Who Is Anatoliy Chepiga? 'Hero of Russian Federation' Unmasked as Real Suspect of U.K. Salisbury Spy Poisoning

Suspect in the Salisbury poisoning, Ruslan Boshirov, has been identified by the Bellingcat website as Anatoliy Chepiga. Metroplitan Police handout via REUTERS

The Kremlin has dismissed a report by an investigative website that said a suspect in the poisoning of a Russian spy was a decorated intelligence officer.

"Ruslan Boshirov" was identified by British investigators as one of the two suspects wanted for the novichok poisoning of Sergei Skripal and his daughter Yulia on March 4.

But the website Bellingcat said Boshirov was in fact Anatoliy Chepiga, and he was a colonel who was honored as a hero of the Russian Federation in 2014. It said that Chepiga was born in the Amur region near the Chinese border, was 39 years old and had trained at the elite Far-Eastern Military Command Academy in Blagoveschensk.

After graduating with honors, he served in the second Chechen war, as well as in the conflict in Ukraine.

The married father of one has received more than 20 military awards and, in December 2014, was given Russia's highest state award, Hero of the Russian Federation, which is personally bestowed upon a handful of people by the president.

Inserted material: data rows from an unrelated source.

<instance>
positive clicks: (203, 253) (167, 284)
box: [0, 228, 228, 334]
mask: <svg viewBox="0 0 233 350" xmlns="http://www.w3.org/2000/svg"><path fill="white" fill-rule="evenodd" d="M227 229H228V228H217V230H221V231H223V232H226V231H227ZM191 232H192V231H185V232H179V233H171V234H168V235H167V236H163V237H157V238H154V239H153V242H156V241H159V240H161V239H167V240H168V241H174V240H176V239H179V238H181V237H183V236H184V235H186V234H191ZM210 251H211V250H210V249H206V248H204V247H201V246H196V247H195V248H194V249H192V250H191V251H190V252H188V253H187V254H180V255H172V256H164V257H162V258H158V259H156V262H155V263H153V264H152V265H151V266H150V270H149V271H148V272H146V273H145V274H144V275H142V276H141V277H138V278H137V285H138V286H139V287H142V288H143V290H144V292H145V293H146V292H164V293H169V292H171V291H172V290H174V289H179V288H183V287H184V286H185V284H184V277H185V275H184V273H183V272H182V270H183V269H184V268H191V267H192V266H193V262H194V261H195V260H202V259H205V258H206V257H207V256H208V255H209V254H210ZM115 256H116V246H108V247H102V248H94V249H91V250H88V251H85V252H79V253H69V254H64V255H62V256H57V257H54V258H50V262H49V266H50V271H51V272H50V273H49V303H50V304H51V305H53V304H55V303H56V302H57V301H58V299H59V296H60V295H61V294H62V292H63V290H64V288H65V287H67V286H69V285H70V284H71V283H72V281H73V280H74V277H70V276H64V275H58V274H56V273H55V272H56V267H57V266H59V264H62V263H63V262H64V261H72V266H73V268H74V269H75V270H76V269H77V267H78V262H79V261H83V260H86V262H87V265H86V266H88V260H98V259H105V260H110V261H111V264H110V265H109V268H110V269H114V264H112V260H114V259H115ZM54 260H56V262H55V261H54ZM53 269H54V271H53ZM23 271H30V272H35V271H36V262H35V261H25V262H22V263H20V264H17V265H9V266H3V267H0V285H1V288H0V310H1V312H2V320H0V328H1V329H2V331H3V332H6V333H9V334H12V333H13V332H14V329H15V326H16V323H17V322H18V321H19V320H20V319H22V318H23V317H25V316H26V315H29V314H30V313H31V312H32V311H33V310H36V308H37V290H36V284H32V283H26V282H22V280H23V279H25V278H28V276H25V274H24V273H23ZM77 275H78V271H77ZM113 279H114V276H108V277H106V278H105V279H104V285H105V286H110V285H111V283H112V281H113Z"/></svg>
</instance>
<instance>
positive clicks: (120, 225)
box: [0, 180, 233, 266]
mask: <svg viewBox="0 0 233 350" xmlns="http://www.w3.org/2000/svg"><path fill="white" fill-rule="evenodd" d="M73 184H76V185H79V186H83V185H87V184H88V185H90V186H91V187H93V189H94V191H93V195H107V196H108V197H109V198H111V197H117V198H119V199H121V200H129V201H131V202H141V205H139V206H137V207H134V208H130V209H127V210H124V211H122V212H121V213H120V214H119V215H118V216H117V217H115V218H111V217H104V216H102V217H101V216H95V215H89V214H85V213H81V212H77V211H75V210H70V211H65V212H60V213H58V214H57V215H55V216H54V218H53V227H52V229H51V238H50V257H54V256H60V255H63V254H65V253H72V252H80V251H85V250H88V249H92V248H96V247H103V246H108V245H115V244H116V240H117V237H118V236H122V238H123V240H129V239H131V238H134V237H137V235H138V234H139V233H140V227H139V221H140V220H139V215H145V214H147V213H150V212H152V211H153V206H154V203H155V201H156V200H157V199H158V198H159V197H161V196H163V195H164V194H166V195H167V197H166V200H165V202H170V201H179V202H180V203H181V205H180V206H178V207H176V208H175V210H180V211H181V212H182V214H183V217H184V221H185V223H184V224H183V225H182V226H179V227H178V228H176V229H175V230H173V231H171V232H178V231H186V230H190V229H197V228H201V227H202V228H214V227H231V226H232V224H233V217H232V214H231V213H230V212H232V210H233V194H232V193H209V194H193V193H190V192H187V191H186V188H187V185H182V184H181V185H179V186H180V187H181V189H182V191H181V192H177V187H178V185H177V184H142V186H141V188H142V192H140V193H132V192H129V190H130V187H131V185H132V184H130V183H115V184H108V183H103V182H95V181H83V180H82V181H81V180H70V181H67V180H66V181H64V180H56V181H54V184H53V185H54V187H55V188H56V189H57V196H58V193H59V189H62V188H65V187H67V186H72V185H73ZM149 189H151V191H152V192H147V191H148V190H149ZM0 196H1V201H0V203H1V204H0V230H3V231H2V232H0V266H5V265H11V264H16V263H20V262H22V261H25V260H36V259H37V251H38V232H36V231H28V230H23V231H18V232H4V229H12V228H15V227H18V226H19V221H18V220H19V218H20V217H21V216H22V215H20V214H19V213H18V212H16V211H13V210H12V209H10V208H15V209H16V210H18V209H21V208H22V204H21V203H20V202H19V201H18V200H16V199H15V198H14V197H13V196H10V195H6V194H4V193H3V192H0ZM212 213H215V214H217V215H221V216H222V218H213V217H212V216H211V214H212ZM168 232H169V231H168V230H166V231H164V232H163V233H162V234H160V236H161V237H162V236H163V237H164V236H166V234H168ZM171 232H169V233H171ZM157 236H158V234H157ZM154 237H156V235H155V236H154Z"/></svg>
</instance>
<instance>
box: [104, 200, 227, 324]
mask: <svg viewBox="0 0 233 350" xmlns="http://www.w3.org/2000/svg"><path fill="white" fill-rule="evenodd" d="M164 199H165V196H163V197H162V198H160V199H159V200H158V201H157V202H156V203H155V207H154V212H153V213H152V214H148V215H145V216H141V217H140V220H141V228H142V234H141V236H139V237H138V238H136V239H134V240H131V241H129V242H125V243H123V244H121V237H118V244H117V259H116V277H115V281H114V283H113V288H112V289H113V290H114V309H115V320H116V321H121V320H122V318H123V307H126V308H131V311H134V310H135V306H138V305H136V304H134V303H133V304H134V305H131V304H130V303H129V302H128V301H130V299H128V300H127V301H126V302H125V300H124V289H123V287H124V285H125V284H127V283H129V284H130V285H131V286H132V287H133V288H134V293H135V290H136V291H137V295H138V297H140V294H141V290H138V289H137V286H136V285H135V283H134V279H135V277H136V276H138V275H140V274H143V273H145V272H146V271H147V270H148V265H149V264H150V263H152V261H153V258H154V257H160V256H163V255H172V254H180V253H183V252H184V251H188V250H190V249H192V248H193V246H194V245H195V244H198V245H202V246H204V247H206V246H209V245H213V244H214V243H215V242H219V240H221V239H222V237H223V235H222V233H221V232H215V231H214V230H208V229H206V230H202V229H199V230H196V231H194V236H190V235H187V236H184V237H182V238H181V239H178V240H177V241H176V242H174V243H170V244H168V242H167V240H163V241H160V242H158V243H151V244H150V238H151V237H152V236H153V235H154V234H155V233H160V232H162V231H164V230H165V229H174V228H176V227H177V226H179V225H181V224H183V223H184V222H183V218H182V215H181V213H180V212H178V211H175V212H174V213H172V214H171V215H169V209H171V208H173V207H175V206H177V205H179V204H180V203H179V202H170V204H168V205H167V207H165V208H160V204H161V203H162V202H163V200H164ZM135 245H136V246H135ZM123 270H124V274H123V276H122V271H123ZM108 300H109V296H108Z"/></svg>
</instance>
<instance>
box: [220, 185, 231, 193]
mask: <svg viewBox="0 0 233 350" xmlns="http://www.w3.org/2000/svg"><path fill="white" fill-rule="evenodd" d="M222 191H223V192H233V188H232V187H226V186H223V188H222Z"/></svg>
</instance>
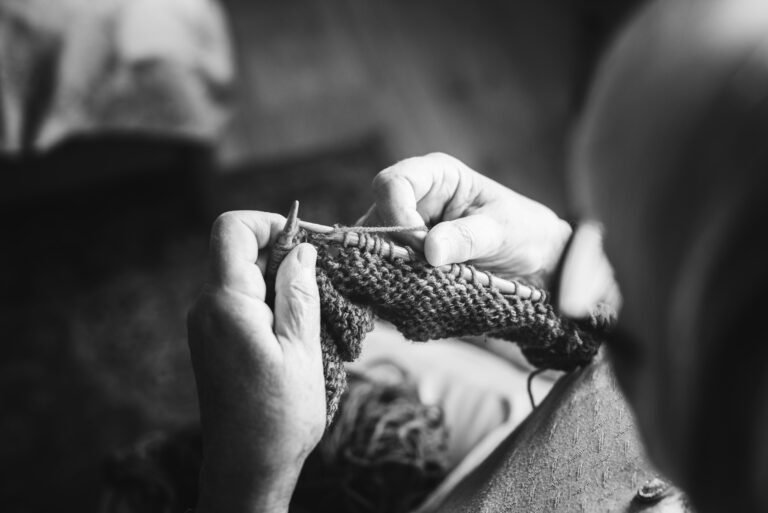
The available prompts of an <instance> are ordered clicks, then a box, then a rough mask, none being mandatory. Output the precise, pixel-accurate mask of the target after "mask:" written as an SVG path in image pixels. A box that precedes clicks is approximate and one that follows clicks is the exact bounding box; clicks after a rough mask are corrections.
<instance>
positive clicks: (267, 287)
mask: <svg viewBox="0 0 768 513" xmlns="http://www.w3.org/2000/svg"><path fill="white" fill-rule="evenodd" d="M299 226H300V225H299V202H298V201H294V202H293V205H291V210H290V211H289V212H288V217H287V218H286V220H285V226H284V227H283V229H282V231H281V232H280V234H279V235H278V236H277V240H276V241H275V243H274V244H273V245H272V248H271V250H270V253H269V261H268V262H267V271H266V273H265V277H264V281H265V282H266V284H267V304H268V305H270V306H272V305H274V301H275V281H276V279H277V269H278V268H279V267H280V263H281V262H282V261H283V259H284V258H285V257H286V255H287V254H288V253H290V251H291V250H292V249H293V248H294V247H296V235H297V234H298V233H299Z"/></svg>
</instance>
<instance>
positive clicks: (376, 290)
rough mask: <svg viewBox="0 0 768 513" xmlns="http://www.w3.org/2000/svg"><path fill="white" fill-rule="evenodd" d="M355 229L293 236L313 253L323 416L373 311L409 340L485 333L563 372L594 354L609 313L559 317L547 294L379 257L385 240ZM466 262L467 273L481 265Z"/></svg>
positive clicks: (595, 351)
mask: <svg viewBox="0 0 768 513" xmlns="http://www.w3.org/2000/svg"><path fill="white" fill-rule="evenodd" d="M357 236H358V243H356V244H354V245H353V244H350V242H349V240H348V239H347V238H346V237H345V238H344V241H342V242H339V241H336V240H333V239H331V238H330V237H328V236H326V235H318V234H311V233H307V232H301V233H300V234H299V239H298V240H300V241H305V242H309V243H311V244H313V245H314V246H315V247H316V248H317V252H318V258H317V284H318V287H319V291H320V307H321V324H322V325H321V338H322V350H323V362H324V372H325V379H326V401H327V409H328V419H327V420H328V423H330V422H331V421H332V420H333V417H334V415H335V413H336V410H337V408H338V404H339V399H340V397H341V394H342V393H343V391H344V388H345V386H346V372H345V370H344V363H343V362H345V361H353V360H354V359H356V358H357V357H358V356H359V355H360V349H361V342H362V340H363V338H364V337H365V335H366V333H368V332H369V331H371V329H373V319H374V316H376V317H379V318H381V319H384V320H386V321H389V322H391V323H392V324H394V325H395V326H396V327H397V329H398V330H399V331H400V332H401V333H402V334H403V335H404V336H405V337H406V338H408V339H410V340H414V341H428V340H435V339H440V338H447V337H461V336H466V335H485V334H487V335H491V336H494V337H499V338H502V339H506V340H509V341H512V342H516V343H517V344H518V345H519V346H520V347H521V349H522V352H523V354H524V355H525V357H526V358H527V359H528V361H529V362H530V363H531V364H532V365H534V366H536V367H538V368H547V369H557V370H565V371H568V370H572V369H574V368H576V367H578V366H582V365H585V364H586V363H589V362H590V361H591V360H592V358H593V356H594V355H595V353H596V352H597V350H598V348H599V346H600V340H601V339H600V333H601V332H602V331H604V329H606V328H607V327H608V325H609V324H610V321H611V315H610V314H609V313H608V312H603V311H600V312H596V313H595V314H594V315H592V316H591V317H590V318H588V319H584V320H580V321H573V320H569V319H564V318H562V317H560V316H558V315H557V313H556V312H555V311H554V309H553V307H552V305H551V304H550V303H549V301H548V299H547V298H548V296H547V295H546V294H542V297H541V299H539V300H537V301H534V300H532V299H530V298H528V299H525V298H523V297H521V296H520V295H517V294H502V293H500V292H499V290H498V289H496V288H495V287H493V286H492V285H491V286H484V285H482V284H481V283H480V282H479V281H478V280H477V279H473V280H465V279H463V278H457V277H456V276H455V275H454V274H452V273H447V272H444V271H442V270H441V269H439V268H436V267H433V266H431V265H429V264H428V263H426V262H424V261H421V260H418V259H414V260H405V259H402V258H392V257H389V256H384V254H385V253H387V252H385V251H384V248H385V247H386V245H387V244H391V243H390V242H388V241H386V240H384V239H382V238H381V237H380V236H378V235H374V234H370V233H357ZM297 242H298V241H297ZM462 265H463V264H462ZM468 267H470V269H471V270H472V272H473V274H472V275H473V276H475V272H479V271H476V270H475V269H474V268H472V267H471V266H468ZM486 274H487V273H486ZM491 283H493V280H491Z"/></svg>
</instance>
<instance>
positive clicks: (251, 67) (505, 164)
mask: <svg viewBox="0 0 768 513" xmlns="http://www.w3.org/2000/svg"><path fill="white" fill-rule="evenodd" d="M225 5H226V8H227V11H228V12H229V14H230V19H231V22H232V25H233V28H234V32H235V42H236V48H237V50H238V61H239V67H240V80H241V85H240V89H239V94H238V109H237V114H236V117H235V119H234V121H233V123H232V125H231V127H230V131H229V133H228V134H227V137H226V138H225V148H224V150H223V159H224V161H225V162H226V163H232V162H240V161H242V160H250V159H255V160H261V159H274V158H280V156H283V155H286V154H293V153H297V152H298V153H306V152H310V151H312V150H313V149H316V148H322V147H325V146H329V145H334V144H337V143H338V142H339V141H343V140H345V139H349V138H353V137H357V136H359V135H360V134H362V133H368V132H375V133H378V134H381V135H382V137H383V138H384V140H385V141H386V145H387V147H388V148H389V153H390V159H391V161H392V162H394V161H396V160H399V159H402V158H405V157H408V156H413V155H420V154H424V153H429V152H432V151H443V152H446V153H450V154H452V155H455V156H456V157H458V158H460V159H462V160H464V161H466V162H467V163H468V164H469V165H470V166H472V167H474V168H476V169H478V170H481V171H483V172H484V173H486V174H488V175H490V176H493V177H494V178H497V179H499V180H500V181H502V182H504V183H507V184H508V185H511V186H513V187H515V188H517V189H518V190H520V191H521V192H523V193H527V194H530V195H533V196H534V197H536V198H537V199H539V200H541V201H544V202H546V203H549V204H552V205H553V206H554V207H555V208H560V207H562V206H563V205H564V184H563V179H562V177H563V156H564V148H565V139H566V136H567V133H568V130H569V123H570V119H571V114H572V107H573V104H574V100H573V94H574V91H575V90H576V87H575V85H574V84H575V82H576V81H577V80H579V79H580V76H579V74H578V69H580V68H579V65H580V62H581V59H582V57H583V56H582V54H581V51H582V49H583V48H582V46H583V45H580V44H579V42H580V32H579V31H580V30H581V25H580V19H579V17H578V16H577V15H576V14H577V9H576V8H574V7H573V6H572V4H571V3H568V2H536V1H533V0H525V1H516V2H505V1H501V0H482V1H479V2H462V1H459V0H425V1H419V2H373V1H358V0H325V1H323V2H312V1H309V0H286V1H282V2H279V3H278V2H251V1H246V0H228V1H226V2H225Z"/></svg>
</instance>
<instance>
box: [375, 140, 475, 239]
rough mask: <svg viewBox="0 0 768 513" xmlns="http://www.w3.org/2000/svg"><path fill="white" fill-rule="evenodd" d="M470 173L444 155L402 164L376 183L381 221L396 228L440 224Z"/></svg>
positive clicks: (382, 174) (436, 153)
mask: <svg viewBox="0 0 768 513" xmlns="http://www.w3.org/2000/svg"><path fill="white" fill-rule="evenodd" d="M466 171H469V169H468V168H466V166H464V164H462V163H461V162H460V161H459V160H457V159H455V158H453V157H450V156H448V155H445V154H442V153H431V154H429V155H425V156H423V157H414V158H410V159H406V160H403V161H400V162H398V163H397V164H395V165H394V166H392V167H390V168H388V169H385V170H384V171H382V172H381V173H379V174H378V175H377V176H376V178H375V179H374V181H373V193H374V196H375V199H376V209H377V211H378V214H379V217H380V218H381V220H382V222H385V223H390V224H393V225H396V226H419V225H420V224H423V223H425V222H426V223H431V222H432V221H435V220H439V219H440V218H441V217H442V213H443V210H444V209H445V206H446V204H448V203H449V202H450V201H451V198H453V197H454V196H455V194H456V192H457V188H458V186H459V185H460V184H461V179H460V177H461V174H462V173H463V172H466Z"/></svg>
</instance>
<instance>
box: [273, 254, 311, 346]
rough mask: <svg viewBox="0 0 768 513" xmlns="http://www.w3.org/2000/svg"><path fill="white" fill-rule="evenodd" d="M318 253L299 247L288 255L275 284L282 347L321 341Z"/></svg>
mask: <svg viewBox="0 0 768 513" xmlns="http://www.w3.org/2000/svg"><path fill="white" fill-rule="evenodd" d="M316 259H317V251H316V250H315V248H314V247H313V246H312V245H311V244H299V245H298V246H297V247H295V248H293V249H292V250H291V252H290V253H288V255H286V257H285V259H284V260H283V262H282V264H280V268H279V269H278V271H277V278H276V283H275V334H276V335H277V338H278V340H280V341H281V343H302V344H309V343H314V342H316V341H317V340H318V339H319V337H320V297H319V293H318V290H317V281H316V278H315V261H316Z"/></svg>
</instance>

The fact that there was no explanation as to why he received the award on his military school website suggested that the award was for a secret mission, according to Bellingcat.

Earlier this month, Chepiga told the Kremlin-funded channel RT that he was Ruslan Boshirov, a fitness instructor. He was interviewed with a man who claimed he was Alexander Petrov, and they said they had visited Salisbury to see its cathedral.

Both are wanted for the poisoning, which inadvertently killed Dawn Sturgess, a local woman. The pair is believed to have traveled to the U.K. on false passports.

Bellingcat said it had contacted a former Russian military officer, who said it was surprising that someone with as high a rank as colonel had carried out the Salisbury operation, as it would have normally been done by a field operative.

The fact that a colonel had been sent to a field job suggested it "was ordered at the highest level," the source said.

But Russia's foreign ministry spokeswoman, Maria Zakharova, dismissed the claims and wrote on Facebook: "There is no evidence so they continue this information campaign whose main goal is to distract attention from the main question, what happened in Salisbury?"

Meanwhile, the Russian pro-Kremlin newspaper Kosomolskaya Pravda disputed the timeline of events, citing an unnamed source in the Russian Ministry of Defense who also pointed out it was unlikely that such a highly trained officer would be sent to fight.

"The Academy prepares military diplomats and military attaches. After graduating from the conservatory, graduates do not go to war. Officers who graduated from the academy are high-value resources who would not be sent to work with the special forces and especially near the border with Ukraine," the newspaper said.